Erin O’Brien is the Communications Manager at the Mayo Civic Center. She notes that there are a lot of events coming up that feature things that could overwhelm people who are neurodivergent, or struggle in social settings. “We have a wide variety of events. They could be big, loud, or have bright lights.”
The kit comes includes a pair of adult-sized headphones, infant-sized headphones, a feelings card and a mix of fidget toys.
Amy Garretson is the Education and Community Outreach Coordinator for the Rochester Art Center. She is excited for these kits to help bring more people into check out the art. “Everyone is welcome to checkout one of these sensory kits that comes with a bunch of very helpful goodies.”
For people who are nonverbal, that is exactly where the feelings card comes in handy.
O’Brien describes how someone uses the feelings card. “If someone is having a hard time describing how they are feeling or what they need in that moment, they can take this card and point to it. They can point to their feelings, point to what might help them in that particular situation. On the other side too, they can point and be like hey I need a pair of headphones or hey I’m hungry I need a snack.”
With these kits in hand, the hope is that everyone in the family can enjoy all there is to offer at the Mayo Civic Center and the Rochester Art Center.
With Free Family Days set to return soon, Garretson explains a scenario where the sensory kit would be handy. “If you wanna experience the gallery as a family, but are worried about a young one touching some of the art, the fidget toys are very good for that.”

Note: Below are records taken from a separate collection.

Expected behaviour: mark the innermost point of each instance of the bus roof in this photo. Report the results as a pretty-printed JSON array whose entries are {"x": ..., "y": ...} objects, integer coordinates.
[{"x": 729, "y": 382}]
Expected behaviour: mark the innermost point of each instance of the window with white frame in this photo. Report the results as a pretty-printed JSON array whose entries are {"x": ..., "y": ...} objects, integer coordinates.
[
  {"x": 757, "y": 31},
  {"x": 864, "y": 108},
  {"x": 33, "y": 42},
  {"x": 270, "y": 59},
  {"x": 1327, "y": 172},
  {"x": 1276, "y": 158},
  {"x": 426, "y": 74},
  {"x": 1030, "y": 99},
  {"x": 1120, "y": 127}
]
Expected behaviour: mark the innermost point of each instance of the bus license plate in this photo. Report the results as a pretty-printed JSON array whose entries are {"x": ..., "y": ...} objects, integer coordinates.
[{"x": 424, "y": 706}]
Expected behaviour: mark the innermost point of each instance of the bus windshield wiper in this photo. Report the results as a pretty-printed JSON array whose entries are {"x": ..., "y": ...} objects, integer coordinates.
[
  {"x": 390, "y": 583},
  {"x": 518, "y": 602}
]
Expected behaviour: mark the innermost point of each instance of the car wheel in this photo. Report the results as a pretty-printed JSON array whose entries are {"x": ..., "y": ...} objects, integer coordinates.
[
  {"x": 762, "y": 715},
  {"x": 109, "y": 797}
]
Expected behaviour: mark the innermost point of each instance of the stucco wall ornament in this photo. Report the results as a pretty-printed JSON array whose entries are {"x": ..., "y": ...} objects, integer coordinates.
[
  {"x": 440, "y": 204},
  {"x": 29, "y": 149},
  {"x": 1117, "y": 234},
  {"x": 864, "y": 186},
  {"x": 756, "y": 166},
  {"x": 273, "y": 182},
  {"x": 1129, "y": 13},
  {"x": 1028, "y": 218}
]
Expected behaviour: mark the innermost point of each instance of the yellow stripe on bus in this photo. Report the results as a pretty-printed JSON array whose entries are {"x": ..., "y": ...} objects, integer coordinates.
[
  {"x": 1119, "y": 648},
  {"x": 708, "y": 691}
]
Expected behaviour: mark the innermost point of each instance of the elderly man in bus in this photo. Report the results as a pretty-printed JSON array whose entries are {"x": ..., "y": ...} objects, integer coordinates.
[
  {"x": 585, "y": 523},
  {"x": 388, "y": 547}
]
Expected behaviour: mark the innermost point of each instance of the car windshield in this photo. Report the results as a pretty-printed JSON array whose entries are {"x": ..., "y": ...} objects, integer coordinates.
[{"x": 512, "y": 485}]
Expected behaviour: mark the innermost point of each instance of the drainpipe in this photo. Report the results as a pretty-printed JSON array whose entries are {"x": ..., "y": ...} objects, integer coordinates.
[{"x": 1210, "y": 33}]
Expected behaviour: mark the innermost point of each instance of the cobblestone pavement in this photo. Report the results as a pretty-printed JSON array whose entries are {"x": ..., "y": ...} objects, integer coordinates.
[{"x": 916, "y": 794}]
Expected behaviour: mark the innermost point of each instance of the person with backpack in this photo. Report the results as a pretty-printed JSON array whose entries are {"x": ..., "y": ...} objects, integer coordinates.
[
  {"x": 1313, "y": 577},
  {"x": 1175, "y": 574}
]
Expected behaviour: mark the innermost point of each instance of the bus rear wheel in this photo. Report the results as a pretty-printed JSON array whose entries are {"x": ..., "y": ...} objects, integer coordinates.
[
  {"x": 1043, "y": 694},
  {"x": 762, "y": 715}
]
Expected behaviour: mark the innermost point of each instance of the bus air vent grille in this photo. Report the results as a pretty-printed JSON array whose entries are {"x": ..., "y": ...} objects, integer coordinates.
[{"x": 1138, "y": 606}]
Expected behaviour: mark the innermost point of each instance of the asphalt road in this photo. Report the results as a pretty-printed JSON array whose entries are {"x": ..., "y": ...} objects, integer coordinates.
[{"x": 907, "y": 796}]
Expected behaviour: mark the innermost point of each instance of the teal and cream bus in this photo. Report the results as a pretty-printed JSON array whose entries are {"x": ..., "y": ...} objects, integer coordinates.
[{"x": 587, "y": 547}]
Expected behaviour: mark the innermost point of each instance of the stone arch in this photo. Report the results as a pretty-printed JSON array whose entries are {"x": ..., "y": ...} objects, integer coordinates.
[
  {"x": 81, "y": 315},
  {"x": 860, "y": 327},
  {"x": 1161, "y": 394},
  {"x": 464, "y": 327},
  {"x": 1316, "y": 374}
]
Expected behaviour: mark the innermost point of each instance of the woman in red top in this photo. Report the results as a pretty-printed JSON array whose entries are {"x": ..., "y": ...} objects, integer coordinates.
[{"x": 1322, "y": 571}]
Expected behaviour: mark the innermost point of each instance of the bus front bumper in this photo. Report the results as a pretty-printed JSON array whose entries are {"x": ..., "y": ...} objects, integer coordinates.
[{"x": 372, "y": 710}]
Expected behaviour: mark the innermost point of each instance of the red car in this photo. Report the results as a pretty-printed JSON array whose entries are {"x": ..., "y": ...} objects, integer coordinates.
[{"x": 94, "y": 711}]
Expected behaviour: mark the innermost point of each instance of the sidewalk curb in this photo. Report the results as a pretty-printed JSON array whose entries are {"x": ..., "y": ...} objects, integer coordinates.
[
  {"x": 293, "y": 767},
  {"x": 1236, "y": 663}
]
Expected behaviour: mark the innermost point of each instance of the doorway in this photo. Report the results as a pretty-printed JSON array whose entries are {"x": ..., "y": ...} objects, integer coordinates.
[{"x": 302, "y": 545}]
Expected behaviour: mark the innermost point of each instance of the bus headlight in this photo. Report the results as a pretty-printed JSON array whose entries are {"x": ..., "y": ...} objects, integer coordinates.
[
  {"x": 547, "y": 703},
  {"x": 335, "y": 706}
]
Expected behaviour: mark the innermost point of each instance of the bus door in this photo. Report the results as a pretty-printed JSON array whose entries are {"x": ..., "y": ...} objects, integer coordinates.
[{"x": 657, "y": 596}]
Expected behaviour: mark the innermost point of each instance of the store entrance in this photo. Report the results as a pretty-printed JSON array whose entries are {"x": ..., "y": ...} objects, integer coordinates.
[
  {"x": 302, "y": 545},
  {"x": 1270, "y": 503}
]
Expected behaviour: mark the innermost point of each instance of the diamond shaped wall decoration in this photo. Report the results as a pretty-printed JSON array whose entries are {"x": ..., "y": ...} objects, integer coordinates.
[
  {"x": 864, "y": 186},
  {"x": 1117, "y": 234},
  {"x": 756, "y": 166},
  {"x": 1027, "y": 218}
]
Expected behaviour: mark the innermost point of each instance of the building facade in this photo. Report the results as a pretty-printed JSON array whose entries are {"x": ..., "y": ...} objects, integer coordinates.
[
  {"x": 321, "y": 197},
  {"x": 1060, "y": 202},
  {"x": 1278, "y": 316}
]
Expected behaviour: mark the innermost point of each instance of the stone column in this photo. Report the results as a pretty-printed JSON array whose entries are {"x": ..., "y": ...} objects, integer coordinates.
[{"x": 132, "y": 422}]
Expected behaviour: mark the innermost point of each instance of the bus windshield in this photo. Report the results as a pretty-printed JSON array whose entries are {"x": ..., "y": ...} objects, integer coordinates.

If you want to take advantage of these kits, visit the security desk on the second floor of the Mayo Civic Center. It is located by the skyway leading to the parking garage.
Then, just provide an ID and return the kit when you’re done. You will then have your ID returned. The kit will then be sanitized for whoever needs it next.
O’Brien shared some overall thoughts on the creation of these kits and how they will help. “We worked with all the right people to make sure everything is programmed right. We are also open to feedback in hopes of developing these kits more.”
These kits were created in collaboration with the Autism Society of Minnesota and the Rochester Autism Resource Guide.
As of when this article was posted, there are 10 kits available on a first come, first serve basis. Although, staff plans to add more, if there is popular demand.